It is one of prominent tools for companies that are looking to upgrade to a modern data architecture. It offers a more nuanced approach in comparison to Redshift, which comprehensively addresses security and compliance.

Cloud-agnostic

Snowflake is cloud-agnostic and a managed data warehousing solution available on all three cloud providers: Amazon Web Services (AWS), Azure and GCP. Organizations can seamlessly fit Snowflake into the existing cloud architecture and be able to deploy in regions that best suit their business.

Scalability

Snowflake has a multi-cluster shared data architecture, which allows it to separate out compute and storage resources. This feature helps users with the ability to scale up their resources when they require large data volumes to load faster and scale down once the process is complete.

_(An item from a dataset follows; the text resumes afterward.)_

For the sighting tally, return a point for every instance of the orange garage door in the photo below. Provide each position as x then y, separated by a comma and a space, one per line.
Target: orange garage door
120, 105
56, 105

To help with minimal administration, auto-scaling and auto-suspend features have been implemented by Snowflake.

Virtual-zero administration

Delivered as a Data Warehouse-as-a-Service, Snowflake enables companies to set up and manage the solution without needing significant involvement from the IT teams.

Semi-structured data

The Snowflake architecture enables the storage of structured and semi-structured data in the same destination with the help of a schema on a read data type known as Variant, which can store structure and semi-structured data.

Redshift vs Snowflake: which is right for you?

Features: Redshift bundles storage and compute to offer instant potential to scale to enterprise-level data warehouse. Snowflake, on the other hand, splits computation and storage and provides tiered editions. It thus offers businesses flexibility to buy only the required features while maintaining scaling potential.

JSON: In terms of JSON storage, Snowflake’s support is clearly the more robust. Snowflake enables to store and query JSON with built-in and native functions. On the flip side, when JSON’s loaded into Redshift, it splits into strings – making it challenging to query and work with.

Security: While Redshift consists of a set of customizable encryption options, Snowflake offers compliance and security features geared to specific editions. It thus provides a level of protection most suitable for an enterprise’s data strategy.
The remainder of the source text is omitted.